Medvedev only won 15 fewer points than his opponent (112 to 127), but fell short in the most crucial points of the match. He had only been broken three times in his first five rounds and held the most dominant serving stats among the semi-finalists, but was unable to serve out the second and third sets against Thiem. He also failed to convert the set point he held in each of those sets.

Rather than rue those missed opportunities or his 44 unforced errors on the night, Medvedev felt the end result was due to Thiem’s play. He credited his opponent with maintaining a high level and applying constant pressure in their baseline exchanges.

“What I would do different in this semifinal? Probably not much,” Medvedev said. “We can talk about some shots, losing concentration in the first set. But Dominic played really good.

“Tennis is all about small points. Sometimes you win these points, sometimes you lose them. Today, I lost the most important points. That’s how he got the win. But I think it was really high-level tennis and Dominic was playing really good.”

Despite the loss, Medvedev will depart New York with confidence as he turns his focus to the clay-court swing. He entered this tournament having only won six of his past 10 matches and struggled for confidence, but finished by regaining the form from the second half of last year that saw him clinch his first two ATP Masters 1000 titles (Cincinnati & Shanghai), in addition to reaching his first Grand Slam final at the US Open.

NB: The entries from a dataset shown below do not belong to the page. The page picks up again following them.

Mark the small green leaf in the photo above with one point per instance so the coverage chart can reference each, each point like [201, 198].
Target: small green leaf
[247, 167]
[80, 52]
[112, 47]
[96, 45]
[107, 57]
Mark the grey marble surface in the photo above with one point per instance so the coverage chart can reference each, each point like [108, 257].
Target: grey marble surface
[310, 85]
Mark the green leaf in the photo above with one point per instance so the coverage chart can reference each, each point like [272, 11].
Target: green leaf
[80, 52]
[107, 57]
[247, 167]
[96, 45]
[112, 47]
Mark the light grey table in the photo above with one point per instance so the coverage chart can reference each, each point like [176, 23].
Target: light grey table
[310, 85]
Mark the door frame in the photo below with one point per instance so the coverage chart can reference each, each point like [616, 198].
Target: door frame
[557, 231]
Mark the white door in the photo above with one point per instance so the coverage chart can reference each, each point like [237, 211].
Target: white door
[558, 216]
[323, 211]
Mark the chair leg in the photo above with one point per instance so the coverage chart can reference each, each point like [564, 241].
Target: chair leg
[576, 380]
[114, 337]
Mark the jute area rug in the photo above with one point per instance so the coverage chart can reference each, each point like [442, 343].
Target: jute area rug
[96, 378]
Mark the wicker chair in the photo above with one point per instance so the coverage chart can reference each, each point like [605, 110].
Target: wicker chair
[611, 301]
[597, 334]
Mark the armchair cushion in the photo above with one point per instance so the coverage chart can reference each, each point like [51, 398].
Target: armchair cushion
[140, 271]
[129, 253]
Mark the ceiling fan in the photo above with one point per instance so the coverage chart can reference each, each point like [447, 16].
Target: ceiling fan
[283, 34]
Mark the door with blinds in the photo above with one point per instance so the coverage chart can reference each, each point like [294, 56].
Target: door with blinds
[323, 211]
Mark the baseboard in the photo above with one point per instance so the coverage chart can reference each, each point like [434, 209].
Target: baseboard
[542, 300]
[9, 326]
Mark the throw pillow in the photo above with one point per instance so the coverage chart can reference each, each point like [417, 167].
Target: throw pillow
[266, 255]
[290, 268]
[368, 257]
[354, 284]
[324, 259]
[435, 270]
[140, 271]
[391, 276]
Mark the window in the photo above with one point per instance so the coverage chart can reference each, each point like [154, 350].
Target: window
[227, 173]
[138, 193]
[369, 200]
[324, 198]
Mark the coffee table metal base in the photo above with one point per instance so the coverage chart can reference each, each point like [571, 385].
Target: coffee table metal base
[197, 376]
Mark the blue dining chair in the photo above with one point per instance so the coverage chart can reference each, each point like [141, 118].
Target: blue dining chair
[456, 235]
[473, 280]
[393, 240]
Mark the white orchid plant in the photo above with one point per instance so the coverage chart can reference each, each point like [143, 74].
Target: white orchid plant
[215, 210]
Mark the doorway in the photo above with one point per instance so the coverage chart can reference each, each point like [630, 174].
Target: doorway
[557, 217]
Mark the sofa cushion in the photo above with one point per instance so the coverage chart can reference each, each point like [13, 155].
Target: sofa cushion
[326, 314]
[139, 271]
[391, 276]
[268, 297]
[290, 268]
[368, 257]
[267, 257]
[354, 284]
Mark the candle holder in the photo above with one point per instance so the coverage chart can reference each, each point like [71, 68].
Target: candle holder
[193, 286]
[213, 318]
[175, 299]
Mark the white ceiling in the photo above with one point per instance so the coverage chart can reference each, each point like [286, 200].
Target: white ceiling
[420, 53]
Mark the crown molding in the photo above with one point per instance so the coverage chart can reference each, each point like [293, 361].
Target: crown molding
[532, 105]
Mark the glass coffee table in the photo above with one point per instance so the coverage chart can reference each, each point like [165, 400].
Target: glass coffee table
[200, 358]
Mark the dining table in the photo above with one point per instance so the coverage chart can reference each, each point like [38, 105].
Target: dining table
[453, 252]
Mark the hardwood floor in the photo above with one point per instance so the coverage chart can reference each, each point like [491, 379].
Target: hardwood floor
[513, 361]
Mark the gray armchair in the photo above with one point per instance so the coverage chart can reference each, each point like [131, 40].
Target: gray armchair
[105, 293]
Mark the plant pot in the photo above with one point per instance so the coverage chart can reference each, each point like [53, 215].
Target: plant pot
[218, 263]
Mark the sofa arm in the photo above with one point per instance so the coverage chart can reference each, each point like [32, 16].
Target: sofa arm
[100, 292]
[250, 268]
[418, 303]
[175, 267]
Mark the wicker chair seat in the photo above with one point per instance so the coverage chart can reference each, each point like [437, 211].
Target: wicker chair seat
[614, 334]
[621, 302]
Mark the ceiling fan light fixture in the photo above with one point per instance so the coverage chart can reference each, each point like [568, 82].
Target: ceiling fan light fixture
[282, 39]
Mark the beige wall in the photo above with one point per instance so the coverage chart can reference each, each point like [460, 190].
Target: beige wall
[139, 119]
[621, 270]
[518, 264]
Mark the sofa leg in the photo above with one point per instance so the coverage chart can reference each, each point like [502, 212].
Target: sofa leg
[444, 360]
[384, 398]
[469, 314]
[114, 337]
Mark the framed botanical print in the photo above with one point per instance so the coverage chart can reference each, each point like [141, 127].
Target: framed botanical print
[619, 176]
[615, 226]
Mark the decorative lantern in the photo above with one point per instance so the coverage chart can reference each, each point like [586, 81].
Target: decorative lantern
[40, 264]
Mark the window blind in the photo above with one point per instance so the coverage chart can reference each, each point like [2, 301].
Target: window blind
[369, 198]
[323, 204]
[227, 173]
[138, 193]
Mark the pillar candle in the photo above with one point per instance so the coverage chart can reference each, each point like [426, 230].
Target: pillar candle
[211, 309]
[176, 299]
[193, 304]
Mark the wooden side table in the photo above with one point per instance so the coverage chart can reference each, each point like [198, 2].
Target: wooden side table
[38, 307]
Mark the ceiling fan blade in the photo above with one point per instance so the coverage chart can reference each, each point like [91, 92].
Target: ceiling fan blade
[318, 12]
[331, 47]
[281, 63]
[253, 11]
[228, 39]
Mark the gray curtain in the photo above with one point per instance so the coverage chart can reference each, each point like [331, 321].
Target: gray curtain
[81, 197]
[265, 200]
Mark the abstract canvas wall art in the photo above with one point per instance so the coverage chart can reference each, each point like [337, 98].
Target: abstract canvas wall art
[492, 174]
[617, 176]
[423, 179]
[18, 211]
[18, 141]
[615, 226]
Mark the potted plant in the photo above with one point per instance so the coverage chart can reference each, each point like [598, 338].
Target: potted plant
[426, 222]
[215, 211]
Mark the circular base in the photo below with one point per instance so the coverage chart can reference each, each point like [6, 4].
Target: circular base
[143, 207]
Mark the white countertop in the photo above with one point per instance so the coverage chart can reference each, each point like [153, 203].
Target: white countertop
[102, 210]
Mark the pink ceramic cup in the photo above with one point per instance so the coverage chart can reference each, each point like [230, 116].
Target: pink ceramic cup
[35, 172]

”Definitely more happy than disappointed,” Medvedev said. “[If] two months ago, someone would tell me I’d make [the] semi-finals of the US Open, I would be super happy because I was not feeling great about my game [and] my physical shape. I had huge troubles in practice. I was like, ‘Okay, how am I going to play?’

”Finally, I showed a great level. Even talking about tonight, [I’m] super happy about my level. Disappointed with the loss, but great experience. Great result. Looking forward to the next tournaments.”